役所広司は、この映画でカンヌ最優秀男優賞を受賞した。彼が演じた「平山」という男は確かに存在する、実在する人物のような存在感があった。平山の生い立ちやどうして一人暮らしをしているのか、なぜ今の仕事をしているのか、などはほとんど描かれないまま、彼の日常は存在するように感じた。
私が、平山ともしすれ違うとしたら、どんなシチュエーションなのかわからないけれど、不思議な魅力を漂わせる人物として、気づくことができる大人でありたいなあと思った。
映画は平山の日常を描く。何気ない。朝から始まるルーティーンに基づいた1日を。道を掃く音で目覚め、歯磨きし、BOSSのカフェオレを買い、50年前のロックをカセットから流しながら仕事場へ向かう。
まるで変わらないように映る日々。
もちろん、まるで変わらないわけでもなく、登場人物たちが平山の日常に、「客」として現れていく。変わらない日常のパーツの時もあれば、日常の1日1日をユニークなものとして彩る光源として登場する。

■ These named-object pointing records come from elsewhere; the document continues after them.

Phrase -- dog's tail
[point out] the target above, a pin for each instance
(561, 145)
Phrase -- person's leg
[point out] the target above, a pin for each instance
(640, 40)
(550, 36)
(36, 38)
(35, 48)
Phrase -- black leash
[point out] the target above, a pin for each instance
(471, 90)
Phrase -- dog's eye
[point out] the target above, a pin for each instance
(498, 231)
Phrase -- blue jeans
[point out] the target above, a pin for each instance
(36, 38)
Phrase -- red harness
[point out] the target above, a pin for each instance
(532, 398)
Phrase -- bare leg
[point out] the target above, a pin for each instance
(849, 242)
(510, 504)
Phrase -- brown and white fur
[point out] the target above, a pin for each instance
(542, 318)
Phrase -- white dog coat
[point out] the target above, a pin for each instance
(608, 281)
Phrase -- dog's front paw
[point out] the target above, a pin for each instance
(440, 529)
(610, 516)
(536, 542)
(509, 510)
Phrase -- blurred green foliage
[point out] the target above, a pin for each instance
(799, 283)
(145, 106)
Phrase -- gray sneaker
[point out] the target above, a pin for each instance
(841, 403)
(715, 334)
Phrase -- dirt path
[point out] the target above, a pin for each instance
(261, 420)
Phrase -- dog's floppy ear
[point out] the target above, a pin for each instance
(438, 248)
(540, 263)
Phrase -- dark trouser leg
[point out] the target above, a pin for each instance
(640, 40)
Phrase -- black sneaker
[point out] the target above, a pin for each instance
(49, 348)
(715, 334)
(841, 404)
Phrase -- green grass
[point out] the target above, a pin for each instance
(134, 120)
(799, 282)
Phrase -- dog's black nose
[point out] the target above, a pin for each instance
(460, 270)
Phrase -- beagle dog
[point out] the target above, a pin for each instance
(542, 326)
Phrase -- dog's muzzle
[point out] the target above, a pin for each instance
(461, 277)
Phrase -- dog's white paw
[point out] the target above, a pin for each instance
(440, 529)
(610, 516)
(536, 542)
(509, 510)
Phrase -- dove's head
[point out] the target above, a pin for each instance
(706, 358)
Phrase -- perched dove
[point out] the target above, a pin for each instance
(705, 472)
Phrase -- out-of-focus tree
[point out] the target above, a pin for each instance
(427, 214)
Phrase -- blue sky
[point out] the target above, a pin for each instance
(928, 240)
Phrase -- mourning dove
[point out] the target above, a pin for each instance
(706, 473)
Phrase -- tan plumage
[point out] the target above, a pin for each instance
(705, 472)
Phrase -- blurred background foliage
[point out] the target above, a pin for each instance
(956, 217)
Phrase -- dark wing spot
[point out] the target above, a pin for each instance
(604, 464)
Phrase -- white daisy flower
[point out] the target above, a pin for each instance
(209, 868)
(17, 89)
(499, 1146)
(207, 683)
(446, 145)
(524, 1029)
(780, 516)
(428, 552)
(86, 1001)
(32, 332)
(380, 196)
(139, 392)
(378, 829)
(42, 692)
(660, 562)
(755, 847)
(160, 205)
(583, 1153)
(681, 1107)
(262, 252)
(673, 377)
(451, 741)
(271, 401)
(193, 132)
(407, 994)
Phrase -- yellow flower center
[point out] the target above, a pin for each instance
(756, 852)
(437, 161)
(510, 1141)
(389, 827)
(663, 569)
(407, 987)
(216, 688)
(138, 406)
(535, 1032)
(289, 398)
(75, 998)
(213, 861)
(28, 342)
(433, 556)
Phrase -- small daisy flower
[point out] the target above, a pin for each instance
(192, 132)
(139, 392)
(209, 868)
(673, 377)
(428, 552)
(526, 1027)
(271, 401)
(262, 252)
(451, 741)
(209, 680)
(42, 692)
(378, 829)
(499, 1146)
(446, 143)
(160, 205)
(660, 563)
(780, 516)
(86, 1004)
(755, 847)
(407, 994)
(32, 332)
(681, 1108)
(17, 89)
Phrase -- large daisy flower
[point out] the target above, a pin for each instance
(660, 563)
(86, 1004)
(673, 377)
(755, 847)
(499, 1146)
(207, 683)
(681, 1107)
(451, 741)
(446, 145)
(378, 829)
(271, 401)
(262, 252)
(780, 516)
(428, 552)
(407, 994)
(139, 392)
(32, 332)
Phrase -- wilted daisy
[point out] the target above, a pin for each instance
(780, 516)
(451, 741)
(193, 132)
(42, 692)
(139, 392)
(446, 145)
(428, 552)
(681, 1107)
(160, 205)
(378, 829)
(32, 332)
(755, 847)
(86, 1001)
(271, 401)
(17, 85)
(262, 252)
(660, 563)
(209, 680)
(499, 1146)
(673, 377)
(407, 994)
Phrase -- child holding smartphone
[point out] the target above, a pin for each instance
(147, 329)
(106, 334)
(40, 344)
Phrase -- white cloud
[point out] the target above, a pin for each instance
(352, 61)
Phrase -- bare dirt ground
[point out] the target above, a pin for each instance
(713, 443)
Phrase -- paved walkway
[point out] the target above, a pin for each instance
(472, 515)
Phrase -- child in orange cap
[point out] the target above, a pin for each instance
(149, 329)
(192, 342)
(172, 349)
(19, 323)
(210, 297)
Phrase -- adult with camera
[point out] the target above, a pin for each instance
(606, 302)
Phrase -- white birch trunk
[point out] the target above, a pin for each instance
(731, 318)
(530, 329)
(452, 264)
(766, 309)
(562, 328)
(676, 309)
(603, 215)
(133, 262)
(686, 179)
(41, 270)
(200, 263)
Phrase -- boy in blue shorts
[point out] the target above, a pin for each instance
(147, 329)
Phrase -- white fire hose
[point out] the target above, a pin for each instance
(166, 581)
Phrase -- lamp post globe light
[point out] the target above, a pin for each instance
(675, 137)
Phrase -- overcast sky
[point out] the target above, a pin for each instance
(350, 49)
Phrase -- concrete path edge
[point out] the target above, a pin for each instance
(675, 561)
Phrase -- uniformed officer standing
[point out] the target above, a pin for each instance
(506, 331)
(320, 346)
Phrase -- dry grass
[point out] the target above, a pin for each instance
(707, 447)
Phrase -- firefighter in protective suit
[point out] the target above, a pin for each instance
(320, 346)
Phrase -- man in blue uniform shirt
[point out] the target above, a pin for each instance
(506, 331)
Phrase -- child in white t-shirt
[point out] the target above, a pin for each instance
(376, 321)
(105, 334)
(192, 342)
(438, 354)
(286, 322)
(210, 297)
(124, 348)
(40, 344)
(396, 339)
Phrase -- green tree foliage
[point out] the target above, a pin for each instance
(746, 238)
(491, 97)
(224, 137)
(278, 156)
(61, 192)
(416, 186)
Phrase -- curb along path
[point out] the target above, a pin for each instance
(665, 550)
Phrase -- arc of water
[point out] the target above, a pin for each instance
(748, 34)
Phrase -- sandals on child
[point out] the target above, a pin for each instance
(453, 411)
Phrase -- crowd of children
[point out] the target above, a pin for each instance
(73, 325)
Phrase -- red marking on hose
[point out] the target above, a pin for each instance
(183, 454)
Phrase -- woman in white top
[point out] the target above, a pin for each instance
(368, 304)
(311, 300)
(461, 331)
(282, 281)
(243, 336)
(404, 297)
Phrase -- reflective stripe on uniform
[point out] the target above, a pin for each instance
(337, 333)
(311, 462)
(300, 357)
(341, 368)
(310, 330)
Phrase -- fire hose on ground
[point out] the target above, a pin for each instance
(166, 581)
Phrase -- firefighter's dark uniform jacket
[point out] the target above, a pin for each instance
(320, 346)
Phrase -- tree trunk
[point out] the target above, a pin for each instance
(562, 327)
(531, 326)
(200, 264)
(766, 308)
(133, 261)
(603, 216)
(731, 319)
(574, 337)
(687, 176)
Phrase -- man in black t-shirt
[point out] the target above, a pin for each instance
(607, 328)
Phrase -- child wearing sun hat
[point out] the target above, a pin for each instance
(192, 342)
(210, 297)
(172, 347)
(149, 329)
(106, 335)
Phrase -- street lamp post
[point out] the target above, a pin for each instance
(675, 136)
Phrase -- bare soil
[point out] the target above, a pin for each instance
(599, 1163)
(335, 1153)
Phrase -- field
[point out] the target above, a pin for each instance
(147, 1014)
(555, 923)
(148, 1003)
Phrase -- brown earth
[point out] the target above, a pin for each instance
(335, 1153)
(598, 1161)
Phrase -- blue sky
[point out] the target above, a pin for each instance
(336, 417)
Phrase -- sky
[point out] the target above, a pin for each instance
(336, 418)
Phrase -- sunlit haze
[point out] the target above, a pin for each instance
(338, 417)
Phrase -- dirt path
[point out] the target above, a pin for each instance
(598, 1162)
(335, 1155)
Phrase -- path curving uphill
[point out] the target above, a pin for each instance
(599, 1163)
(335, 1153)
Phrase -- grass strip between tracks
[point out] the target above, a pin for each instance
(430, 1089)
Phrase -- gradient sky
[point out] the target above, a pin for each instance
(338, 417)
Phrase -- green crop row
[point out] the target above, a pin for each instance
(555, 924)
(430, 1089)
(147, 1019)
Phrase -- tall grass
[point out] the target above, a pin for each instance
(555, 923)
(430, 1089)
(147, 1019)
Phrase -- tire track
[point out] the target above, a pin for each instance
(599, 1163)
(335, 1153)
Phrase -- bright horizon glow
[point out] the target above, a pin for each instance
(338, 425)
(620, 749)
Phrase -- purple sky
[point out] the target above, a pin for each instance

映画のエンドクレジットで紹介される言葉「木漏れ日」。この言葉が日本ならではのユニークなイメージを表現する言葉とは知らなかったが、その言葉の説明として「ほんの一瞬存在する」。一瞬一瞬の光が連なる「木漏れ日」。
平山はその一瞬一瞬の光の連なりを愛していた。
平凡な木々のゆらめきの中にその一瞬の美しさを見つけ、楽しみ、愛した。
彼は同様の美しさを彼の平凡な、変わらない、ルーティーンのような生活の中にきらめく一瞬一瞬の美しさを見つけ、楽しみ、愛しているように感じた。
平山はとても幸せそうに見えた。
持ち物は少なかったけれど、足りないものはなく。
話す言葉数は少なかったけれど、表情はとても芳醇だった。
いい映画だと思った。
40年も経つのだから。
こういった大人の映画も味わるようになったのかもしれないと思った。
さて、一人暮らしの平山の日常だが、ふと思ったことがあった。
彼は料理をしない。
朝食はBOSSのカフェオレ、昼食はサンドイッチとパック牛乳。
夕食は千ベロだろうか。つまみと酎ハイ?(泡がなかったから水割りかな?)
外食というか、自炊ではない。
上手にやりくりをしようとすれば、自炊しないのかなと思いつつ。
そういえば、カップ麺で済ました夕食があったっけ。
共感ありがとうございます。
平山の食生活は考察されておられる通りなんでしょう。千べろには気づきませんでしたが、ご飯や麺を頼んでる様子無かったですしね。元気な内はいいですが、体ヤバそうな感じがしますね。